Overview

Cisplatin, Etoposide, and Bevacizumab in Treating Patients With Previously Untreated Extensive Stage Small Cell Lung Cancer

Status:
Completed

Trial end date:
2009-01-01

Target enrollment:
0

Participant gender:
All

Summary

This phase II trial is studying how well giving cisplatin and etoposide together with bevacizumab works in treating patients with previously untreated extensive-stage small cell lung cancer. Drugs used in chemotherapy, such as cisplatin and etoposide, work in different ways to stop tumor cells from dividing so they stop growing or die. Monoclonal antibodies, such as bevacizumab, can block tumor growth in different ways. Some block the ability of tumor cells to grow and spread. Others find tumor cells and help kill them or deliver tumor-killing substances to them.
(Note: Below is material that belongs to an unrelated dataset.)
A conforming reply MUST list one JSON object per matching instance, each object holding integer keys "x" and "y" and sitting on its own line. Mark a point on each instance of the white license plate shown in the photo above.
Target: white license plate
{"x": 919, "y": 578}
Giving chemotherapy with a monoclonal antibody may kill more tumor cells.

Phase:

Phase 2

Accepts Healthy Volunteers?

Details

Lead Sponsor:

National Cancer Institute (NCI)

Treatments:

Antibodies
Antibodies, Monoclonal
Antineoplastic Agents, Immunological
Bevacizumab
Cisplatin
Etoposide
Etoposide phosphate
Immunoglobulins

Criteria

Inclusion Criteria:

- Histologic (or cytologic) proof of small cell lung cancer must be confirmed

- Patients must be clinically staged as extensive disease

- Patients must have measurable disease as defined by RECIST criteria; baseline
scans/evaluation used to document measurable disease must be done within 4 weeks prior
to registration; patients with measurable disease only or with both measurable and
non-measurable disease are eligible

- Patients must have ECOG performance status of 0, 1, or 2

- Patients may not have had prior chemotherapy, immunotherapy, or biological therapy for
lung cancer; previously irradiated lesions must not be the only site of measurable
disease

- ANC > 1500/mm^3

- Platelets >= 100,000/mm^3

- Creatinine =< 1.5 mg

- Total bilirubin =< 1.5 mg

- Pregnant or breastfeeding women are excluded from the study because the agents used in
this study may be teratogenic to a fetus or child and there is no information on the
excretion of the agents or their metabolites into breast milk; all females of
childbearing potential must have a blood test or urine study within 2 weeks, prior to
registration to rule out pregnancy

- Women of childbearing potential and sexually active males are strongly advised to use
an effective method of contraception

- Patients must be disease-free for > 5 years if they have a history of prior
malignancies (except for cured basal or squamous cell skin cancers, or carcinoma in
situ of the cervix)

- Patients must be considered on psychosocial grounds to be willing and able to comply
with the requirements of treatment and follow-up

- Patients must not have CNS metastases; a head CT is required within 4 weeks prior to
study entry for evaluation (MRIs are also acceptable)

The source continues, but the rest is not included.